WOOD RIVER  JCT. — Like so many high school athletes, Chariho freshman Allie Nelson finds being part of a team the greatest reward of her sport.

"Being on the team makes me feel like I am at home," the 15-year-old said.

But Nelson, who lives in Charlestown, finds herself in the rather unusual position of being the only girl on the Chargers wrestling squad.

"Yeah, I was  nervous at first, 'What would other people think?' But the team was very supportive," she said.

That support and acceptance have played a role in the success Nelson has experienced in her wrestling career.

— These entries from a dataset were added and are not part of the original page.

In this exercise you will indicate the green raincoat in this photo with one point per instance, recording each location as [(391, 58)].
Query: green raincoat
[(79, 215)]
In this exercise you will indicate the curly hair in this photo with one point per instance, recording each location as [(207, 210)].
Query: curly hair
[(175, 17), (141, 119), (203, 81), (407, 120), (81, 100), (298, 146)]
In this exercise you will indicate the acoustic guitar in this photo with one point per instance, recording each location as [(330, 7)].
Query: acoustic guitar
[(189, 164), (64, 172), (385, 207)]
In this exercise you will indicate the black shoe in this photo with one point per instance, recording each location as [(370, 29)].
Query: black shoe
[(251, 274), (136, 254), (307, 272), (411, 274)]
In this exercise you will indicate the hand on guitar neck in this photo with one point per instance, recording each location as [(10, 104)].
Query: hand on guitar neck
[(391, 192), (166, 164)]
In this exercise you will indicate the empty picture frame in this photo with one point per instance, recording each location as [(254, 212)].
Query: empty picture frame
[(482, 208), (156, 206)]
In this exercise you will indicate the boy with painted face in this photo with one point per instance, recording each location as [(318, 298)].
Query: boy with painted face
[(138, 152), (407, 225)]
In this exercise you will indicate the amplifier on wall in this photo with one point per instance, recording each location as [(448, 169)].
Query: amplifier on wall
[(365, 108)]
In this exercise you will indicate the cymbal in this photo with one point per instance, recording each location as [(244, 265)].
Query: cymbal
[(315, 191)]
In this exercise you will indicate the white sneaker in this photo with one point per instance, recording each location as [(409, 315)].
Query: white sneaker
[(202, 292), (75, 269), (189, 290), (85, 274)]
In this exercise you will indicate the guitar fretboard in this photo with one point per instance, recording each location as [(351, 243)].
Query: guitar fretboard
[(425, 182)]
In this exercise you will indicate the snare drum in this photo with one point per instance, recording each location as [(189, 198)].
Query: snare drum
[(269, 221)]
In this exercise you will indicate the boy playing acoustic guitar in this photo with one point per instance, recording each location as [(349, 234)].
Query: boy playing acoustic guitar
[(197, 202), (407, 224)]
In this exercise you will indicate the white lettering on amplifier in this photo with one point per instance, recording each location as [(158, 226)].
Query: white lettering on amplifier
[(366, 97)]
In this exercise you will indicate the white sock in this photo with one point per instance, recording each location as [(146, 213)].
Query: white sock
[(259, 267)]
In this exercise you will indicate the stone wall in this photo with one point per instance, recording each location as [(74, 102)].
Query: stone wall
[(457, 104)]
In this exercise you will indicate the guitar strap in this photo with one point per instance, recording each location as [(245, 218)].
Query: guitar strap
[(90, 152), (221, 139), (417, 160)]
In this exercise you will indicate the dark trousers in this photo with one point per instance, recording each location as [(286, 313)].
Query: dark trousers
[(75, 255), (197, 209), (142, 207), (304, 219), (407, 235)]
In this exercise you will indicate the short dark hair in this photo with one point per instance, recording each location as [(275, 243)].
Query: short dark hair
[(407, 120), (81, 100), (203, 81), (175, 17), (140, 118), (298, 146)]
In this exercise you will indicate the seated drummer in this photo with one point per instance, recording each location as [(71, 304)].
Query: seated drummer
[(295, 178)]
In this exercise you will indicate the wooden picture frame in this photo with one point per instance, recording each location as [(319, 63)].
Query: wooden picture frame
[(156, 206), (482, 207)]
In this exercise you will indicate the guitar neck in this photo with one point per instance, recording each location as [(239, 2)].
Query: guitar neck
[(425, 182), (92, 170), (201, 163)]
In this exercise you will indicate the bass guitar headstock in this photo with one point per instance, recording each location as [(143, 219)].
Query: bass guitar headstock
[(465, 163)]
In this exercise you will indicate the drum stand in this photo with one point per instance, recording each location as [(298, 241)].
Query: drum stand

On March 21, Nelson won the girls national championship in the U16 152-pound class at the USA Wrestling/United States Marine Corps championships at the Cox Center in Oklahoma City.

Nelson beat Sidney Sullens of Cleveland, Ga., 7-5, in the title bout, using an escape and a takedown in the final period of the match to earn the win.

She won her two previous bouts in the tournament by identical 2-0 scores.

Girls wrestling continues to grow in popularity across the country. Twelve states have sanctioned separate girls state championships, with six joining in 2018, according to the National Wrestling Coaches Association website.

Massachusetts conducted its first girls state championships this season, with 60 wrestlers competing.

Nelson started wrestling in sixth grade at Chariho Middle. Her father, Ken, had wrestled in high school at South Kingstown. She also had a cousin who wrestled, and Nelson used to attend his matches.

"Sixth and seventh grade weren't great seasons, but I was improving," Nelson said.

In eighth grade, she went undefeated and won the state title wrestling against boys.

"In middle school, a lot of the kids would talk crap before the match. A lot of them would not expect me to beat them," she said. "When I would actually beat them they would get mad at their coaches."

Nelson also trains at the Mayo Quanchi Judo and Wrestling school in Coventry during the offseason. She is a year-round wrestler.

Nelson said her friends are accepting, too.

"They know what level I am at, and when I tell them I can't hang out, they understand," she said.

Her father coaches her in the offseason.

"My dad is my coach and that really helps," Nelson said. "He pushes me and he has gotten me to where I am today."

Nelson hopes to wrestle varsity matches for the Chargers next season. She may have to move down a weight class — the current 152-pounder for Chariho, Dominic Bonanno, won the state title this season.

Nelson said she has learned a lot from the sport.

"The biggest thing is you really have to be brave about everything," she said. "You have to be confident in yourself and never underestimate your opponent.

"I definitely have a lot more drive than I would have had if I had not wrestled. I have a lot of willpower. If I want to do something, I know I can get it done."